Our study provides an exciting preview of how all data types generated within R01-supported projects, shared under the new NIH DMS policy, will have a lasting impact on the research community.
Despite the positive impacts of sharing and reusing datasets, there are many opportunities to further improve broad data sharing. Some approaches include:
- Supporting data sharing and management training
- Establishing data sharing standards across various data types generated in cancer biology
To address some of these gaps in data sharing practices, DCB has provided guidance for the NIH DMS Policy for investigators performing basic cancer biology research. Along with providing DMS guidance for putting together a good DMS plan, it offers requirements, resources, standards, and additional policy information, which will help investigators prospectively plan their data management and sharing.
There are additional opportunities for the research community to collaborate and establish workflows that can be adopted by the field to generate FAIR data and train future generations to readily integrate these workflows into their research, ultimately reducing the administrative load of addressing these requirements.
In summary, we show that the sharing of basic cancer biology data is associated with an increase in citation rate and led to an average of 11 secondary uses of the datasets.

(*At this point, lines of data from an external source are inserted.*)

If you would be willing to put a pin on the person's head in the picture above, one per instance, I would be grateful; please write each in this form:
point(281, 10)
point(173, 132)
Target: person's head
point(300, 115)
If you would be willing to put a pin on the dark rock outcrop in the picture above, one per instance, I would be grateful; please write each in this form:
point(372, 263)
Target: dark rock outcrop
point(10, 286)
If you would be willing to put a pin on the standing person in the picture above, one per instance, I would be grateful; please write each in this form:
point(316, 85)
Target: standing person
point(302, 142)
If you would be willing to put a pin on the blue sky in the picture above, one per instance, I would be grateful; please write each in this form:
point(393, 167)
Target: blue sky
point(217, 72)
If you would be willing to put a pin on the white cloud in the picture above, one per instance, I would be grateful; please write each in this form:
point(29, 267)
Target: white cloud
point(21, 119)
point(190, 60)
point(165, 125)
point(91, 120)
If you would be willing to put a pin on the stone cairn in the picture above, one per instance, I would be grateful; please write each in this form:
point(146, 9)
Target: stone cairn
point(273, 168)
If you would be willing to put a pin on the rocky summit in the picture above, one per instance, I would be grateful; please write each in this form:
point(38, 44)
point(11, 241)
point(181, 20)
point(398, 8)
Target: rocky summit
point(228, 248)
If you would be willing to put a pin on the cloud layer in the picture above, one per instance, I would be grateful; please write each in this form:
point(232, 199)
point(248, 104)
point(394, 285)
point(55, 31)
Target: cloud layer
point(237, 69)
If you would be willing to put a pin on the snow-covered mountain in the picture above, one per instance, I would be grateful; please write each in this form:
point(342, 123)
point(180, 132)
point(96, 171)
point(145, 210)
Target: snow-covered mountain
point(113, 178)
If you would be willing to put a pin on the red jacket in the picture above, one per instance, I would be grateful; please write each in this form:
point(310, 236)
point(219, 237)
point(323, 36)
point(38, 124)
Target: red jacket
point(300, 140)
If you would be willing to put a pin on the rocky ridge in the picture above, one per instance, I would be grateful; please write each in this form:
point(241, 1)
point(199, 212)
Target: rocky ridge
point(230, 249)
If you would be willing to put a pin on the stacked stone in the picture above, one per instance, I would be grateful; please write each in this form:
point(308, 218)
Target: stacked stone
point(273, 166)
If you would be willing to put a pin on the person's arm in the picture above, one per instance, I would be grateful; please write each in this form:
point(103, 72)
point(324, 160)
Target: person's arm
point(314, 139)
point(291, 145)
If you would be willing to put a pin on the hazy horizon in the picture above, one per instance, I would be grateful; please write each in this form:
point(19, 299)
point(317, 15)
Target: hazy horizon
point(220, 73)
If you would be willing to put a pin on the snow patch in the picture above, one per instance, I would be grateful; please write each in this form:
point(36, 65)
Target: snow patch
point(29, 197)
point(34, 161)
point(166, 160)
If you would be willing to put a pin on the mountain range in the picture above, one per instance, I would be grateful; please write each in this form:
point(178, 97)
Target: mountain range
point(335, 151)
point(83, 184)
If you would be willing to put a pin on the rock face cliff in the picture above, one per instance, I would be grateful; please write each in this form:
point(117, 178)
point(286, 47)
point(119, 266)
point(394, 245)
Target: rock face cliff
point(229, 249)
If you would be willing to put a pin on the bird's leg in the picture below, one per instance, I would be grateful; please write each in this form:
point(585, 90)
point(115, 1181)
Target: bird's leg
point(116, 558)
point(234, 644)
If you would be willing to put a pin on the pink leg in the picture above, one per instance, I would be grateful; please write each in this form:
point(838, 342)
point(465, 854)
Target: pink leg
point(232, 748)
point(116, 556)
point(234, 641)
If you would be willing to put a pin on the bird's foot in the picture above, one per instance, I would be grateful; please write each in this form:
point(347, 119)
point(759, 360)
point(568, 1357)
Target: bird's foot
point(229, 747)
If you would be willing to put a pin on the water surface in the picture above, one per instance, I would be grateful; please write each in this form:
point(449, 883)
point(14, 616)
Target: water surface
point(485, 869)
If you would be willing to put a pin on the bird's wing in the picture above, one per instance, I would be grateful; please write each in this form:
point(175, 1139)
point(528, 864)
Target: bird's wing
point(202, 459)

These datasets were reused by cancer researchers around the world and supported or validated new findings or computational models.
Adoption of the NIH DMS Policy data sharing practices and receiving DMS plan writing resources and training and will empower researchers to create more FAIR datasets and amplify the impact of their research.
Materials and Methods
Approaches related to this study, including the identification of data sharing in cancer biology studies, bibliometric analysis, the analysis of data reuse, and statistical analysis, can be found in a Materials and Methods document.